Ubah Rp 1.000 Jadi Rp 1, Perbankan Perlu Investasi Besar

Rista Rama Dhany - detikFinance
Selasa, 18 Des 2012 15:35 WIB
Ubah Rp 1.000 Jadi Rp 1, Perbankan Perlu Investasi Besar
Jakarta - Pemerintah sudah memasukkan agenda redenominasi alias penyederhanaan rupiah dalam Program Legislasi Nasional (Prolegnas 2013) untuk diundang-undangkan. Namun beberapa kalangan menilai prosesnya cukup sulit apalagi transisi yang harus dilakukan industri perbankan.

Ekonom Bank Mandiri, Destry Damayanti menilai masa transisi redenominasi bagi industri bank perlu dana investasi yang vukup besar.
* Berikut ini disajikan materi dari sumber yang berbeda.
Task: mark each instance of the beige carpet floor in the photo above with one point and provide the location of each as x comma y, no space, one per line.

"Masa transisi redenominasi nanti bagi bank-bank juga harus melakukan investasi, katakanlah kita harus invest lagi dari IT, invest lagi penyediaan ATM-ATM, karena masa transisi minimal 3 tahun diperlukan adanya 2 ATM, satu ATM berisi uang besar ATM satunya berisi uang kecil (redenominasi)," kata Destry ketika ditemui di Graha CIMB Niaga, Selasa (18/12/2012).

SCROLL TO CONTINUE WITH CONTENT

Dikatakan Destry , tidak hanya ATM saja, bank juga harus investasi lagi untuk penyediaan both-both yang dalam memudahkan masyarakat mendapatkan uang redenominasi.

"Kita perlu juga investasi menambah both-both dimanapun agar orang gampang capai atau cari uang kecil itu," kata Destry.

Pasalnya kata Destry, jika hal tersebut tidak dilakukan maka orang akan males memegang uang redenominasi.

"Ini juga terutama harus dijaga suplai uangnya, jika tidak seimbang maka akan menimbulkan kesusahan, dari pada pakai uang baru susah dapatnya, mendingan pake uang yang lama saja, kalau begini tujuan tidak tercapai," ujarnya.

Menurut Destry, apalagi sejumlah pekerjaan sampai saat ini belum terselesaikan seperti baru kemarin trading time di pasar modal diubah.

"Kemarin baru saja trading time pasar bursa diubah dari 09.30 WIB menjadi 08.45 WIB, belum lagi rencana penyamaan waktu yang mau dilakukan, perbankan juga lagi menyesuaikan diri dan melakukan berbagai kajian. Ini juga terkait manajemen resiko yang juga nanti menimbulkan ketidakpastian," jelasnya.

Dikatakan Destry, jika melihat beberapa kendala tersebut, dirinya menyarankan agar redenominasi ini tidak dilakukan dalam beberapa tahun kedapan.

"Karena lebih baik investasinya buat kita ekspansi saja, apalagi kita punya problem financial deepening yang masih melambat, apalagi perbankan juga mengeluarkan aturan baru masalah permodalan, banyak sekali PR kita, jadi timing redenominasi kurang tepat walau redonominasi baik," tandasnya.